OpenSearch/docs/reference/aggregations.asciidoc

[[search-aggregations]]
= Aggregations

[partintro]
--
The aggregations framework helps provide aggregated data based on a search query. It is based on simple building blocks
called aggregations, that can be composed in order to build complex summaries of the data.

An aggregation can be seen as a _unit-of-work_ that builds analytic information over a set of documents. The context of
the execution defines what this document set is (e.g. a top-level aggregation executes within the context of the executed
query/filters of the search request).

There are many different types of aggregations, each with its own purpose and output. To better understand these types,
it is often easier to break them into two main families:

<<search-aggregations-bucket, _Bucketing_>>::
				A family of aggregations that build buckets, where each bucket is associated with a _key_ and a document
				criterion. When the aggregation is executed, all the buckets criteria are evaluated on every document in
				the context and when a criterion matches, the document is considered to "fall in" the relevant bucket.
				By the end of the aggregation process, we'll end up with a list of buckets - each one with a set of
				documents that "belong" to it.

<<search-aggregations-metrics, _Metric_>>::
				Aggregations that keep track and compute metrics over a set of documents.

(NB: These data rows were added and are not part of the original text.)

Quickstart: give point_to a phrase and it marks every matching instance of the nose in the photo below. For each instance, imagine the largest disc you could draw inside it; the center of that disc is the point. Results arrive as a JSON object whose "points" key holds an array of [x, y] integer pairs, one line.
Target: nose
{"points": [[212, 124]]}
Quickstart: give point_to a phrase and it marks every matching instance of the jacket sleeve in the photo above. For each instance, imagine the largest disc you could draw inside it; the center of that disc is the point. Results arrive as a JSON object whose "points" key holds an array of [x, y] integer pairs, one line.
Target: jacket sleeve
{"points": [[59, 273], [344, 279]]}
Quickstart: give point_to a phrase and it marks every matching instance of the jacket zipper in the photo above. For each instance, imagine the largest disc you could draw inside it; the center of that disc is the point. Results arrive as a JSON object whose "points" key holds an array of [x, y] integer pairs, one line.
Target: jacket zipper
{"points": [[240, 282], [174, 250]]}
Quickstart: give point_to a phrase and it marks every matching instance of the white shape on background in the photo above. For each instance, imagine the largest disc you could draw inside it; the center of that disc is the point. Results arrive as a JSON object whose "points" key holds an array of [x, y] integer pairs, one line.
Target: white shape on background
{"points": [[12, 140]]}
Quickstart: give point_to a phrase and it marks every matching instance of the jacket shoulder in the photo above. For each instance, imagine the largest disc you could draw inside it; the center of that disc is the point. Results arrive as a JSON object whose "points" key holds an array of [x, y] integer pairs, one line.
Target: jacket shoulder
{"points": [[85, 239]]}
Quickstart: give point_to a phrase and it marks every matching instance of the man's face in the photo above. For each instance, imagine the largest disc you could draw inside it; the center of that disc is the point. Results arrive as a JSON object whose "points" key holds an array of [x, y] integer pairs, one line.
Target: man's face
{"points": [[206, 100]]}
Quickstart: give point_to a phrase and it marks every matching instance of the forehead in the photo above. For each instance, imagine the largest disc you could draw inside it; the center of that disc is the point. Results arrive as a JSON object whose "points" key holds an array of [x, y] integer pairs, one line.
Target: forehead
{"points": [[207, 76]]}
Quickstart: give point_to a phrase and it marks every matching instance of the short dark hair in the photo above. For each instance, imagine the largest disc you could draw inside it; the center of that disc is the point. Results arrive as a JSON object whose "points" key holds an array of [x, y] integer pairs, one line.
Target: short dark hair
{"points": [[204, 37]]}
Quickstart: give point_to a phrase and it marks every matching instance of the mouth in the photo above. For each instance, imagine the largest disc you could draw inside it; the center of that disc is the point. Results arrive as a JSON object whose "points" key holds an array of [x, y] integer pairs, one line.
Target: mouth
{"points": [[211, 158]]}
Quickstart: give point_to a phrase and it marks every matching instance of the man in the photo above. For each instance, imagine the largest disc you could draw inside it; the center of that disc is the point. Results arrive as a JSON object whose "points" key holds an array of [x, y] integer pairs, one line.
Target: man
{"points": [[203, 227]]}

<<search-aggregations-reducer, _Reducer_>>::
				Aggregations that aggregate the output of other aggregations and their associated metrics

The interesting part comes next. Since each bucket effectively defines a document set (all documents belonging to
the bucket), one can potentially associate aggregations on the bucket level, and those will execute within the context
of that bucket. This is where the real power of aggregations kicks in: *aggregations can be nested!*

NOTE:	Bucketing aggregations can have sub-aggregations (bucketing or metric). The sub-aggregations will be computed for
		the buckets which their parent aggregation generates. There is no hard limit on the level/depth of nested
		aggregations (one can nest an aggregation under a "parent" aggregation, which is itself a sub-aggregation of
		another higher-level aggregation).

[float]
== Structuring Aggregations

The following snippet captures the basic structure of aggregations:

[source,js]
--------------------------------------------------
"aggregations" : {
    "<aggregation_name>" : {
        "<aggregation_type>" : {
            <aggregation_body>
        }
        [,"meta" : {  [<meta_data_body>] } ]?
        [,"aggregations" : { [<sub_aggregation>]+ } ]?
    }
    [,"<aggregation_name_2>" : { ... } ]*
}
--------------------------------------------------

The `aggregations` object (the key `aggs` can also be used) in the JSON holds the aggregations to be computed. Each aggregation
is associated with a logical name that the user defines (e.g. if the aggregation computes the average price, then it would
make sense to name it `avg_price`). These logical names will also be used to uniquely identify the aggregations in the
response. Each aggregation has a specific type (`<aggregation_type>` in the above snippet) and is typically the first
key within the named aggregation body. Each type of aggregation defines its own body, depending on the nature of the
aggregation (e.g. an `avg` aggregation on a specific field will define the field on which the average will be calculated).
At the same level of the aggregation type definition, one can optionally define a set of additional aggregations,
though this only makes sense if the aggregation you defined is of a bucketing nature. In this scenario, the
sub-aggregations you define on the bucketing aggregation level will be computed for all the buckets built by the
bucketing aggregation. For example, if you define a set of aggregations under the `range` aggregation, the
sub-aggregations will be computed for the range buckets that are defined.

[float]
=== Values Source

Some aggregations work on values extracted from the aggregated documents. Typically, the values will be extracted from
a specific document field which is set using the `field` key for the aggregations. It is also possible to define a
<<modules-scripting,`script`>> which will generate the values (per document).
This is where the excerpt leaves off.